The answer was “yes,” said Dr. Luke T. Daum, chief scientific officer at Longhorn Vaccines. Daum had been considering several industry options when the beverage bottle preform was found.
“Coke bottlers have done what no other vialing company could do. In a few short days, they have fabricated a small, ruggedized vial from a plastic preform that does not leak, is large enough to hold any swab type and, importantly, they can make millions of tubes per week,” he said.
As Doug Wehrkamp, President and Chief Operating Officer of Southeastern Container explained, “They needed a certain length and diameter and we had a mold that met that need. We sent samples off to get tested and they worked perfectly. And they are durable and seal perfectly with no leakage.”
With hardly any time needed to wrap up production, Wehrkamp estimated that Southeastern has manufactured and shipped over nine million of the preforms for COVID-19 test kits to states from California to Maine. And they have the ability to make more than seven million preforms in a week’s time.
“Everyone was willing to work with each other and share what they knew, it was really collaborative,” Wehrkamp said.
Love, of Oak Ridge National Laboratory, agreed.
“It’s this type of collaboration that shows the true impact of industry and national laboratories working together,” he said. “ORNL and Coca-Cola bottlers solved a huge problem.”
Dave Katz, president & COO of Coca-Cola Consolidated, said his folks are always grateful to find a way to help out the community in a time of need.

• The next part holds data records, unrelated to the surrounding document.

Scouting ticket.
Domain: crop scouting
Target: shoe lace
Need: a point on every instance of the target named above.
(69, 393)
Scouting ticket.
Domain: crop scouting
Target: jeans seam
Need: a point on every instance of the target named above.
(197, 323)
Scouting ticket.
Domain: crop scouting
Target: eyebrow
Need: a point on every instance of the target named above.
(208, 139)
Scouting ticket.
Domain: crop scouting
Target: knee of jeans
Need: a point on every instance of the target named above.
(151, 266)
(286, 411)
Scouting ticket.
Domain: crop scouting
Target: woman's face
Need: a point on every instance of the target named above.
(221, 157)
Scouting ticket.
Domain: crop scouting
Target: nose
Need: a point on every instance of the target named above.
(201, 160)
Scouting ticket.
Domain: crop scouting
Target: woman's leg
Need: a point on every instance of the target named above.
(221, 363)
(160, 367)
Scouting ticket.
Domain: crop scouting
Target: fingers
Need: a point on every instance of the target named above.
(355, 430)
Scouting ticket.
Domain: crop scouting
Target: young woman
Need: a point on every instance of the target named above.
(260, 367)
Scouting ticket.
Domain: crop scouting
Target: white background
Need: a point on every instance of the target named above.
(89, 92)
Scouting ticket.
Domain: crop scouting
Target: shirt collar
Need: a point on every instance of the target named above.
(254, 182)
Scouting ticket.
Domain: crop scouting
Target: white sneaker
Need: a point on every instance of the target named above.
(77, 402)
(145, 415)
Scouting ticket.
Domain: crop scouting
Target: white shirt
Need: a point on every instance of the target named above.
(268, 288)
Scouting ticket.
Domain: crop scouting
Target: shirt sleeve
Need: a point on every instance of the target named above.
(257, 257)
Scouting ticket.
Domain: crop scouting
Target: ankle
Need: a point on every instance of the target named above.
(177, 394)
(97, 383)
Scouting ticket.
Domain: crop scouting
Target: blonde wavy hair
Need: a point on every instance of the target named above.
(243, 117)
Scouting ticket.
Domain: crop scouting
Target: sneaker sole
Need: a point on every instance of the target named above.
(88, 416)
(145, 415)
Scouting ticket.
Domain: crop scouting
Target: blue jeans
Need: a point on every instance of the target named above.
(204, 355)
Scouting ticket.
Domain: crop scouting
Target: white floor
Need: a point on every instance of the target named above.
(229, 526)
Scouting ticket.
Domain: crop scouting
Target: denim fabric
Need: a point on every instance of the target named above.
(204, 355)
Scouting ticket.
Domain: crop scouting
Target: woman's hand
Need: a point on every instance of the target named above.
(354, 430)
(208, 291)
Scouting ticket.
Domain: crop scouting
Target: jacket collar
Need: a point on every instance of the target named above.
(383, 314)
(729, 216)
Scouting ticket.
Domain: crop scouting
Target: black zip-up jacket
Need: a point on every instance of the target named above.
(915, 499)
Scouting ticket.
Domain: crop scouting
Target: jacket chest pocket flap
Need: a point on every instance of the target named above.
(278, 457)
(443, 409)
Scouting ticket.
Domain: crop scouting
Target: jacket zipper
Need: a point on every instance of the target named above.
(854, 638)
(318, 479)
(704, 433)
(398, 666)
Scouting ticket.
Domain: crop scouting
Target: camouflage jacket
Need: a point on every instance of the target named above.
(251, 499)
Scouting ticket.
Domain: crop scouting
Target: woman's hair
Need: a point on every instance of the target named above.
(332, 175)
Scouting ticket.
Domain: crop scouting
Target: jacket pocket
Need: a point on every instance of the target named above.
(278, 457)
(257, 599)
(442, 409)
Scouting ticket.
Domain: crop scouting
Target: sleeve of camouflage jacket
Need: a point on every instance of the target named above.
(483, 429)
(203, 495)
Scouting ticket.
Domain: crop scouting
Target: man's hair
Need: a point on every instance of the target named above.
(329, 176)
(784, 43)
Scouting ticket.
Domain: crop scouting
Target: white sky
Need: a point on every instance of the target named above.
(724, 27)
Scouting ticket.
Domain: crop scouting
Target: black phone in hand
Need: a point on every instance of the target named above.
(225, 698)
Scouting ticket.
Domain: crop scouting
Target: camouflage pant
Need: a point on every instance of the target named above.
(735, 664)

“In every community across our country, the local Coca-Cola bottler has always been active in serving its community – and this crisis is no different,” Katz said. “Through a series of personal connections, we discovered the opportunity to contribute to the effort to increase COVID-19 testing capacity quickly. For over a hundred years, our family of Coca-Cola bottlers has been honing the production process to serve consumers, and we are honored and excited to pivot that expertise to helping keep Americans safe and healthy.”